A coolant is a fluid which flows through or around a device to prevent the device from overheating, transferring the heat produced by the device to other devices that either use or dissipate it. An ideal coolant has high thermal capacity, low viscosity, is low-cost, non-toxic, chemically inert, and neither causes nor promotes corrosion of the cooling system. Some applications also require the coolant to be an electrical insulator.

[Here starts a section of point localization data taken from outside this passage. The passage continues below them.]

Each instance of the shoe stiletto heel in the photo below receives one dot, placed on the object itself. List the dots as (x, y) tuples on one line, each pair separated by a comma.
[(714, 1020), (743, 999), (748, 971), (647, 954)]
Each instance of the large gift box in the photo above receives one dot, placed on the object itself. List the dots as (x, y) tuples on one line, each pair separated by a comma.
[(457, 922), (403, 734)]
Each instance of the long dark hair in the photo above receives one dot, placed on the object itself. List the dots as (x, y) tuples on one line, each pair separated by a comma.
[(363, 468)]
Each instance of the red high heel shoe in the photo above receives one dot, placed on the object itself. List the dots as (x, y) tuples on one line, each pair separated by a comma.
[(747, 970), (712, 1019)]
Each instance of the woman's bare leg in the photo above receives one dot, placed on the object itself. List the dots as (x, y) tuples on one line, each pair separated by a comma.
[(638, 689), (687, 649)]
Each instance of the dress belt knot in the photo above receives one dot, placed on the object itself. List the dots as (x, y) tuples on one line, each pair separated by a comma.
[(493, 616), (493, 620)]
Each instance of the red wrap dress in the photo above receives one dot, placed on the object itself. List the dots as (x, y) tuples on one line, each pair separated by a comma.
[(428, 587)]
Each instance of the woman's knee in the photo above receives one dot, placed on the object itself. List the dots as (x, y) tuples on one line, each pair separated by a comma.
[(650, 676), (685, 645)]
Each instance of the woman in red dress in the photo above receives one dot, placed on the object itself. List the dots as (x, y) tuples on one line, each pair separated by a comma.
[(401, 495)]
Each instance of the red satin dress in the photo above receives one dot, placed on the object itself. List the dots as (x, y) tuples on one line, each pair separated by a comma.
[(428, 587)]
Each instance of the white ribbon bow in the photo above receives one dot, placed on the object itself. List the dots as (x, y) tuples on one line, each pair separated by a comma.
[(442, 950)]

While the term coolant is commonly used in automotive and HVAC applications, in industrial processing heat transfer fluid is one technical term more often used in high temperature as well as low temperature manufacturing applications. The term also covers cutting fluids.
The coolant can either keep its phase and stay liquid or gaseous, or can undergo a phase transition, with the latent heat adding to the cooling efficiency. The latter, when used to achieve below-ambient temperature, is more commonly known as refrigerant.
Air is a common form of a coolant. Air cooling uses either convective airflow (passive cooling), or a forced circulation using fans.
Hydrogen is used as a high-performance gaseous coolant. Its thermal conductivity is higher than all other gases, it has high specific heat capacity, low density and therefore low viscosity, which is an advantage for rotary machines susceptible to windage losses. Hydrogen-cooled turbogenerators are currently the most common electrical generators in large power plants.